Leonid Talochkin (1936–2002) was a collector of Soviet unofficial art of the 1960s–1990s, a faithful friend of the artists, and a historiographer of the Soviet underground. In the early 1960s, he became part of the circle around the Moscow nonconformist artists and began collecting their work. By the mid-1970s he had around 600 works in his possession and devoted all of his time to archiving unofficial art.
Talochkin began to assemble his archive in the early 1960s. It contains several thousand documents, including: catalogues of apartment shows; manuscripts by underground writers, poets (Genrikh Sapgir, Yuri Mamleev), and artists (Oskar Rabin, Evgeny Kropivnitsky); and correspondence with émigré artists (Mikhail Chernyshov, Vitaly Komar and Alexander Melamid, Mikhail Roginsky), foreign Slavic studies scholars ( Jindřich Chalupecký, John Bowlt), collectors, and Russian and foreign museums and art institutions; hundreds of documentary photographs from the 1960s through the 1990s; numerous exhibition invitations, including some rare handwritten ones; booklets, postcards, posters, and newspaper clippings.
In 2014, the Leonid Talochkin archive became part of Garage Archive Collection.

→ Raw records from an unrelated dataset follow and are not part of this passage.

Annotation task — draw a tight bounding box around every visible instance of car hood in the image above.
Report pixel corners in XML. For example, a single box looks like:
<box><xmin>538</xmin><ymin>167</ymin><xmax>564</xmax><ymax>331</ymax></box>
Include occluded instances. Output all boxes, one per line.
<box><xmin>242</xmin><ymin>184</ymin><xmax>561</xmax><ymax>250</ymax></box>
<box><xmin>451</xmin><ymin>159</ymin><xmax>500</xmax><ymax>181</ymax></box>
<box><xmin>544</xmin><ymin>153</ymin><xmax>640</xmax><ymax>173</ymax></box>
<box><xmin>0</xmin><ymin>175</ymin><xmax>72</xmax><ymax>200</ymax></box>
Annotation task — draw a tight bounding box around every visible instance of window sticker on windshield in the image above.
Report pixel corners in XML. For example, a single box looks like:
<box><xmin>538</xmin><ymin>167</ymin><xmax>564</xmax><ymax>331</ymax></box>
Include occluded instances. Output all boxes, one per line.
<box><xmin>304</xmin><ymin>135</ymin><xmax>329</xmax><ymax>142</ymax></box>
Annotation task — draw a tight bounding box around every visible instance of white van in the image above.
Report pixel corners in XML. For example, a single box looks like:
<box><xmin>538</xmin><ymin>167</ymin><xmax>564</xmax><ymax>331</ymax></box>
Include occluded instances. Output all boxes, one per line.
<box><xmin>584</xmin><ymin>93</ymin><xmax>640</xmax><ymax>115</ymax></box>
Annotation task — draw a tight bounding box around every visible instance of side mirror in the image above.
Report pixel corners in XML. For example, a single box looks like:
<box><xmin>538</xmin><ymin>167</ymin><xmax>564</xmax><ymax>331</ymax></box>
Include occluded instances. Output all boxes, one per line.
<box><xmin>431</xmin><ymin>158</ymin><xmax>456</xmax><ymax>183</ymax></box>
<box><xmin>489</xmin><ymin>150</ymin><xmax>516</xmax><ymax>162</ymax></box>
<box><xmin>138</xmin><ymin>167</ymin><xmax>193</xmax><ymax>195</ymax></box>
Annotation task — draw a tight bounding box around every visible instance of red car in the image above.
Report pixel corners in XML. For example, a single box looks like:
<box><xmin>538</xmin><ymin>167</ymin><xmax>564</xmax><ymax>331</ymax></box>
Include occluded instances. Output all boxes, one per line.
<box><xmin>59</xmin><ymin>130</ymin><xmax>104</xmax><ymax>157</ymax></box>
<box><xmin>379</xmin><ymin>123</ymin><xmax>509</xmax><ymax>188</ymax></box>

One of the most important parts of the archive comprises Talochkin’s diaries, which contain detailed accounts of his everyday life and that of his artist friends. This part of the archive is restricted access, and most of the diaries will only become publicly available many years from now, when the contents will no longer impact on the private life of the diaries’ protagonists.